Those are pretty good drives and shouldn't have too much trouble with O_DSYNC writes which can often be a bottleneck for lower end NVMe drives.  Usually if the drives are fast enough, it comes down to clock speed and cores.  Clock speed helps the kv sync thread write metadata to the rocksdb WAL faster, and cores help the (default 16 for NVMe) tp_osd_tp threads do more work in parallel.

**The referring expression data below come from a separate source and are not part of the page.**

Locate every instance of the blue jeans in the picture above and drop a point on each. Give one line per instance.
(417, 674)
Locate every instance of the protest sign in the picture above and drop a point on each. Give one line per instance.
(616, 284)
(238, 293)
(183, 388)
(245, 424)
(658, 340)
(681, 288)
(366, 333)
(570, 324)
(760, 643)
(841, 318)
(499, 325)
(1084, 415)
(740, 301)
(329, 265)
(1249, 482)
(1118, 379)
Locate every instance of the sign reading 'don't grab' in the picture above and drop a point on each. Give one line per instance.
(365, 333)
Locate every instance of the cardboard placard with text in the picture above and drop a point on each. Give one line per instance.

We have a number of Samsung PM983 drives in our community lab (which actually have less write endurance than your drives) and on a 60 OSD test cluster we can do somewhere around 37K IOPs per drive (~740K total) when factoring in 3x replication and loading the cluster with heavy 4K randomwrites using FIO.  Each OSD was using around 10 AMD Rome cores to pull that off though.  In isolation, a single OSD on those drives can do about 70-80K 4k randwrites, but once you introduce synchronous replication on a real cluster it's difficult to retain that level of performance.

My guess is that you probably will see lower than ~43K IOPs if you fully load your cluster with work.  Some things to check in on though, include making sure the CPUs stay in high power C/P states (transitioning to/from low power states introduces latency), NUMA topology if you are using a multi-CPU system, and as you stated, possibly looking at multiple OSDs per NVMe drive if you have a lot of CPU to spare (it's not worth doing if you are CPU limited though).


Hope this helps!

Mark


On 5/12/22 05:50, Stolte, Felix wrote:
Hi guys,

we recently got new hardware with NVME disks (Samsung MZPLL3T2HAJQ) and i am trying to figure out, how to get the most of them. Vendor states 180k for 4k random writes and my fio testing was 160K (fine by me).

I built an bluestore OSD on top of that (WAL, DB, Data all on the same disk) and executed an osd benchmark:

ceph tell osd.49 bench 1000000 4096
{
     "bytes_written": 1000000,
     "blocksize": 4096,
     "elapsed_sec": 0.0057061159999999998,
     "bytes_per_sec": 175250555.71951219,
     "iops": 42785.780204959032
}

Are this reasonable results and i just need to put more than one OSD on the nvme disks to get most out of it?

We are currentliy running Nautilus (but will upgrade to pacific in the near future). Will pacific give an performance boost in regards to IOPS?